For all marketers it's a necessity, not an option, to get to grips with the opportunities that these technologies present.

So what's the answer?

There's no silver bullet.

But we would wholeheartedly recommend:

1. Be clear on your marketing objectives

Your marketing objectives should be the map that guides you through this landscape.

Absolute clarity on what you want to achieve, by when and how will equip you with the plan to prioritise your requirements and business case. 

In short, make your objectives SMART.

2. Focus on customer experience

To paraphrase Peter Drucker, the role of marketing is to understand customers so well that the product or service sells itself.

Start with the customer and the experiences that you wish to deliver across the customer journey. This will help you to focus on the technology categories that are most important to you and your requirements for them.

Consider the following as you go through your marketing planning process:

  • Think loyalty not retention.
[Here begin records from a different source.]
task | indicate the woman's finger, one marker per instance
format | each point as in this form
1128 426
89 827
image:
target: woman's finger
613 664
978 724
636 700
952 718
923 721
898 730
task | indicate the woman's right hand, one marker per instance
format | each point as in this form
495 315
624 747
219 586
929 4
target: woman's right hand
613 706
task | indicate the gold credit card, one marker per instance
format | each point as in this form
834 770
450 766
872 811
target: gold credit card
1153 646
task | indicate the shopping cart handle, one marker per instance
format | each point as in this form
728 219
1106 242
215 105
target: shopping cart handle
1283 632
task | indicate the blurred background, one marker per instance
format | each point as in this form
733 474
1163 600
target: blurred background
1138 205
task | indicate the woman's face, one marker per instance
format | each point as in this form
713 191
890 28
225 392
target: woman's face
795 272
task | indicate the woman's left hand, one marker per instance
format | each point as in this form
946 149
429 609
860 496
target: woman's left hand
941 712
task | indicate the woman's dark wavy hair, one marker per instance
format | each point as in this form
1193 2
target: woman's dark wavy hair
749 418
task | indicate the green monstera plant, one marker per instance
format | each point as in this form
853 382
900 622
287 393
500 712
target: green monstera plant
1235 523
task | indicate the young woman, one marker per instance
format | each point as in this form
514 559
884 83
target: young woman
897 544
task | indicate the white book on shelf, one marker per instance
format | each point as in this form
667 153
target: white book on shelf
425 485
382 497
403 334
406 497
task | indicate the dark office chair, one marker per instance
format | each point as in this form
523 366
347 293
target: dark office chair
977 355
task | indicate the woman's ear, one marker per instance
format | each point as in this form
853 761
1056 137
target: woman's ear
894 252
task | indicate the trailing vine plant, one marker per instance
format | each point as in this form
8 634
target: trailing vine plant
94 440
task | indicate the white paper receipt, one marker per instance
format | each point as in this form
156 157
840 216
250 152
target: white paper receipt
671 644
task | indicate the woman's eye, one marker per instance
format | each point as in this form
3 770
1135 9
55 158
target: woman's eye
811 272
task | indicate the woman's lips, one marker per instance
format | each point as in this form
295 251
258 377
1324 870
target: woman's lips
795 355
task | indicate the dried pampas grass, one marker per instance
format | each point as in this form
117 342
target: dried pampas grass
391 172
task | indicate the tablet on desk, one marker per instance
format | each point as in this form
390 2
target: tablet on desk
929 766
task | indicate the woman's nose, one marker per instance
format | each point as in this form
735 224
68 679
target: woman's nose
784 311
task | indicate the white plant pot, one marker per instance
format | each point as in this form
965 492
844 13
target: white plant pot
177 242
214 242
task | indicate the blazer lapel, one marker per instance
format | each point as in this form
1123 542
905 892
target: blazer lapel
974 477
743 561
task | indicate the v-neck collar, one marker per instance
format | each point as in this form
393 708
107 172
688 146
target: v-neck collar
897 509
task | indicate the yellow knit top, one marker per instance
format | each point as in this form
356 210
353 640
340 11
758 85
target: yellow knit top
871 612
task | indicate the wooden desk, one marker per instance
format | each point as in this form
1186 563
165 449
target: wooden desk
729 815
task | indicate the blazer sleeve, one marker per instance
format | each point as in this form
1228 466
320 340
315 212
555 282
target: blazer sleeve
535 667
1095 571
It obviously pays to be customer-centric and think in terms of customer needs and behaviours rather than business processes.
  • Measure customer effort. Many businesses are measuring Net Promoter Score but this should be supplemented with (or even subsituted by) a Customer Effort Score.
  • Get the basics right. Without exception, obsess on the basic delivery of your product or service. This is what customers will credit you with rather than bells and whistles.
  • Eliminate pain points. Understanding customer effort will help you to define the pain points in the customer journey and what you can do to eliminate or at least reduce them.
  • Invest is self-service touchpoints. Customers want to self-serve (over 50% of those under 51) so ensure that you are using the right channels (remember you don't need too much choice) and that the right content and functionality is readily available.
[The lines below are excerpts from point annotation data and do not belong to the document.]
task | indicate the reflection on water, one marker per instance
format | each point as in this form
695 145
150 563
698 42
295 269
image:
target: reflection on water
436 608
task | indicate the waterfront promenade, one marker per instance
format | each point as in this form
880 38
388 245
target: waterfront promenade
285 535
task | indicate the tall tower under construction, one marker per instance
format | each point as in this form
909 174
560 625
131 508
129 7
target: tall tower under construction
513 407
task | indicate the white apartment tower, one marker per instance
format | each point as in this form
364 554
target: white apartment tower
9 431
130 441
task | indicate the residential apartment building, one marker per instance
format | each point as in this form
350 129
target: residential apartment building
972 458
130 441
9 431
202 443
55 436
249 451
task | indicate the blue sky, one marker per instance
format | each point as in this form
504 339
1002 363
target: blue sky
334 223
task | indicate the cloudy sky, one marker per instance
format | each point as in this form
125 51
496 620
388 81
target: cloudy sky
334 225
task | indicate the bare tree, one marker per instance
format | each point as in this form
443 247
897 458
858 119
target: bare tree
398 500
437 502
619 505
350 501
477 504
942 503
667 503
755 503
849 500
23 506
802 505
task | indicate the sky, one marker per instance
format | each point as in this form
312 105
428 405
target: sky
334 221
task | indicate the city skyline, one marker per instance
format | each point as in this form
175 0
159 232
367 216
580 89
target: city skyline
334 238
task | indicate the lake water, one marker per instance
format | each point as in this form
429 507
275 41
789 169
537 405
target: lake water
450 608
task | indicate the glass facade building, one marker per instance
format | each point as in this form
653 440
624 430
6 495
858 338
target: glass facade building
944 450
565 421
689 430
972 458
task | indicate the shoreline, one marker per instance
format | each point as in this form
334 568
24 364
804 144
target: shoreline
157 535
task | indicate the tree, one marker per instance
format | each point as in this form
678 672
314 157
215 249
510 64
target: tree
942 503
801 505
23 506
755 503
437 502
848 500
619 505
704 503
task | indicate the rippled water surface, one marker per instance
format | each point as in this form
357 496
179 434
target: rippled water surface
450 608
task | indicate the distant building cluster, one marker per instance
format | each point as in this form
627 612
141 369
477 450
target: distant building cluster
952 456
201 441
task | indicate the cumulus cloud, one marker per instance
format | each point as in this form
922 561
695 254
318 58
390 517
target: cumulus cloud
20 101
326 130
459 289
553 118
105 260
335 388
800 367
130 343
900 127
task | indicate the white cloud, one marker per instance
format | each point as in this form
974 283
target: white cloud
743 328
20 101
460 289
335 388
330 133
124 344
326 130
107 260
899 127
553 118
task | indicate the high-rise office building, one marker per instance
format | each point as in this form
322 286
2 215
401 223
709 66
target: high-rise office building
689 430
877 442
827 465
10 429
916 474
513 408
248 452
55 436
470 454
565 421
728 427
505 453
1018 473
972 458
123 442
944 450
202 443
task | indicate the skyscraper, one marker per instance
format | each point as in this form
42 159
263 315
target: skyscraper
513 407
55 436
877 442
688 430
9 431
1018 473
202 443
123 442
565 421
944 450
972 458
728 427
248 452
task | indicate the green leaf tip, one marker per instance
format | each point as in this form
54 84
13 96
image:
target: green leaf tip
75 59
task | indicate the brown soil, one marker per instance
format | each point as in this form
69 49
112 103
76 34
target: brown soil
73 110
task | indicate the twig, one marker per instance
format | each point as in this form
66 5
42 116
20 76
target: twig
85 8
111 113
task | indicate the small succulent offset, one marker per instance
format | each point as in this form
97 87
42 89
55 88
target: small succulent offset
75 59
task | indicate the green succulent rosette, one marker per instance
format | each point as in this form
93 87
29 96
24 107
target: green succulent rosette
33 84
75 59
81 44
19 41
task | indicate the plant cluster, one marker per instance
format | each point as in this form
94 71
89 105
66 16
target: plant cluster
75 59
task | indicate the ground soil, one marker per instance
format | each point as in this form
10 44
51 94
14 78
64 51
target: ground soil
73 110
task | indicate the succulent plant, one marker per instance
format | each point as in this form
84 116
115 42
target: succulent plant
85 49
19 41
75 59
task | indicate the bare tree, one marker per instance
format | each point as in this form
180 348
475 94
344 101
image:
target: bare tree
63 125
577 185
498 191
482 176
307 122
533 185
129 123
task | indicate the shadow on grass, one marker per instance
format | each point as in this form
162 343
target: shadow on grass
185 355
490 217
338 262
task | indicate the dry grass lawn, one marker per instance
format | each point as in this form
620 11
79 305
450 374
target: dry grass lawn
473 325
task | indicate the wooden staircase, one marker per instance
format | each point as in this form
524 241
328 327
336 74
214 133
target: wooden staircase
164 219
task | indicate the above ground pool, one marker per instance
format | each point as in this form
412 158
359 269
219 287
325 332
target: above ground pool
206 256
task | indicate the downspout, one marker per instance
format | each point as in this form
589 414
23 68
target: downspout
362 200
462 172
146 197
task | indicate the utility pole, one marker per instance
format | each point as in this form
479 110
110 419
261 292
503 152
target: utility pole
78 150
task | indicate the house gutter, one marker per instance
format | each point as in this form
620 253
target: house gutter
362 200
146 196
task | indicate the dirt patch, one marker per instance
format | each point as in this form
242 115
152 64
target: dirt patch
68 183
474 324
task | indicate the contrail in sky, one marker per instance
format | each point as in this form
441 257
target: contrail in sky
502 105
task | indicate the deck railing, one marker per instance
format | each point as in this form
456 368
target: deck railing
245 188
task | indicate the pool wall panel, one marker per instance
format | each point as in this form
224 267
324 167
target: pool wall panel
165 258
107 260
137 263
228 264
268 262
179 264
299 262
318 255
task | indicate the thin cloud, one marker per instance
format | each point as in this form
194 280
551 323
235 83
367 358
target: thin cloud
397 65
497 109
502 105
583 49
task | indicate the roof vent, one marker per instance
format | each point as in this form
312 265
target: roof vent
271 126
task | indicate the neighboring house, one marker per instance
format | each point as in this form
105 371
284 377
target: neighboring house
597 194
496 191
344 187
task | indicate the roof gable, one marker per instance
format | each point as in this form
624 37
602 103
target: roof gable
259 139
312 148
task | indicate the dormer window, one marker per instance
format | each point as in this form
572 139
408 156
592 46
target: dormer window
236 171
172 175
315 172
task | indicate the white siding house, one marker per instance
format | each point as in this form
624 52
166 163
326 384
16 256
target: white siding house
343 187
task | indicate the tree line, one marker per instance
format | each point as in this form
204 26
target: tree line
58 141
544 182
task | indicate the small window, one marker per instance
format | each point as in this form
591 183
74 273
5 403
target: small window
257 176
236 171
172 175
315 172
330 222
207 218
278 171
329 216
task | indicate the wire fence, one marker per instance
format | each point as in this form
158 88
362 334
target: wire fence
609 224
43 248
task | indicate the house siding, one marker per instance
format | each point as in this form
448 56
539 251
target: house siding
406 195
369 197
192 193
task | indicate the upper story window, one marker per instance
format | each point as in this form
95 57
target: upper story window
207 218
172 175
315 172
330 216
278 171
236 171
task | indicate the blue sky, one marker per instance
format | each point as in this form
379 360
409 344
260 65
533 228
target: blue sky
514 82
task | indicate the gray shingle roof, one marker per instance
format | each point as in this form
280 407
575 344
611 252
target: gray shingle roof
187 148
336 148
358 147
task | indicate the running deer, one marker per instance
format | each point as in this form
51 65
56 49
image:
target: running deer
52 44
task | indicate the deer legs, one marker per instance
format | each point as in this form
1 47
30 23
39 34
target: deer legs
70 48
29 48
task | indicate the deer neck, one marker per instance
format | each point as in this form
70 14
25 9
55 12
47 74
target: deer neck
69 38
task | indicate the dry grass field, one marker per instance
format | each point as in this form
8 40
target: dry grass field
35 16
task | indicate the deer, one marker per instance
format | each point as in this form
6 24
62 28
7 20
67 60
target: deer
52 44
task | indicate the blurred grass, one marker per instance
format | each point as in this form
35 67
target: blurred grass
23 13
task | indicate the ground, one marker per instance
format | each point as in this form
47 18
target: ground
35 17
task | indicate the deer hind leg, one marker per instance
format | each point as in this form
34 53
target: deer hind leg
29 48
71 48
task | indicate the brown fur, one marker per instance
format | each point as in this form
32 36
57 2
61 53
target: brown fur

3. People and process first

Building on the previous points, our view is that marketers should start with people (the users and their needs) and process (how solutions will be delivered) before considering technology.

This avoids the risk of arbitrarily selecting a technology and then having to retro-fit the data, roles and processes to fit it.
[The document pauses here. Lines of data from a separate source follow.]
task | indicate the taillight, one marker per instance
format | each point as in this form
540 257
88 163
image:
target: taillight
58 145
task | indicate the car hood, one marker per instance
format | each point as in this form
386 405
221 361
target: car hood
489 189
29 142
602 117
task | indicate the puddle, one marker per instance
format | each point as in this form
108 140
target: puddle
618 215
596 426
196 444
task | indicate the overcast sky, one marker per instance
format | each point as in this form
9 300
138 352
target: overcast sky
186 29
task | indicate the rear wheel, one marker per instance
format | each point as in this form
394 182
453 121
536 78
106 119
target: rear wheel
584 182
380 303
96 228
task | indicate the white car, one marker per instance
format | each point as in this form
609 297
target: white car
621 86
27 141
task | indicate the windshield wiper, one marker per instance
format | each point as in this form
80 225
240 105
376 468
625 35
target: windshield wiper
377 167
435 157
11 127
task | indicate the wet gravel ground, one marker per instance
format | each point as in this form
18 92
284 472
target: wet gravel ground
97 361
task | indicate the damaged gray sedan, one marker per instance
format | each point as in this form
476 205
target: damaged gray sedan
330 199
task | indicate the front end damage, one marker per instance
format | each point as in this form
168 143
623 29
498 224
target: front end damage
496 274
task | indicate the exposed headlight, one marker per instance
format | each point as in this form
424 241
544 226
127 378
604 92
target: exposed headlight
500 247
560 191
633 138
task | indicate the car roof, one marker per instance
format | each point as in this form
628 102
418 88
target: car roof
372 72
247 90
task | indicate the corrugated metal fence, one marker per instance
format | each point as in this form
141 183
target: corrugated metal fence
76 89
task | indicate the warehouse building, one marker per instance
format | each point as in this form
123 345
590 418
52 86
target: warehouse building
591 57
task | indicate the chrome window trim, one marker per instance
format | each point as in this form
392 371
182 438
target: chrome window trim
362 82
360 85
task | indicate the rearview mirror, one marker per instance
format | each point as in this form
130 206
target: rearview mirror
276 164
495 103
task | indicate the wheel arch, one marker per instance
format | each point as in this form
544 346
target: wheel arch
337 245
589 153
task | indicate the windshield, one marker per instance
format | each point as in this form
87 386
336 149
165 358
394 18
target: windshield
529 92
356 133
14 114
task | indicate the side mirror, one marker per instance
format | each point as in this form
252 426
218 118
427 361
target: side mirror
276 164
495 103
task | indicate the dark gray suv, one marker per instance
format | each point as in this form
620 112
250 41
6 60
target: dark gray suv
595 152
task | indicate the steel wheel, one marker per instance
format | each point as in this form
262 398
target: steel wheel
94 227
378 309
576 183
Having thought about your customers' needs and pains, how you are going to solve them and the contact strategy that results, now think about the processes that are going to be required and who is going to execute and optimise these processes.

Processes could include everything fro,m business rules and triggers for campaigns to how you will measure and report on marketing performance. By thinking about these now you will start to capture requirements for the martech you need.

4. A data dependency

Data is the connective tissue between the 3,784 martech solutions above.

This means that any marketing plan and the technology that supports it is only going to be as good as the completeness of data, data quality and permission to use it that you have.

A data strategy is therefore a pre-requisite. 

5. Test and learn

Just as a contact strategy should use a test and learn approach, so should your marketing technology.

Many of the software featured are SaaS (software-as-a-service) or will come with trial periods.

Focus on your objectives, 'hack' a solution together (perhaps using the martech that you already have), measure the results (both in terms of customer experience and the impact on your data, people and process) and use this to understand the features that are essential for your marketing, the benefits that could be delivered and ultiumately the requirements that you need.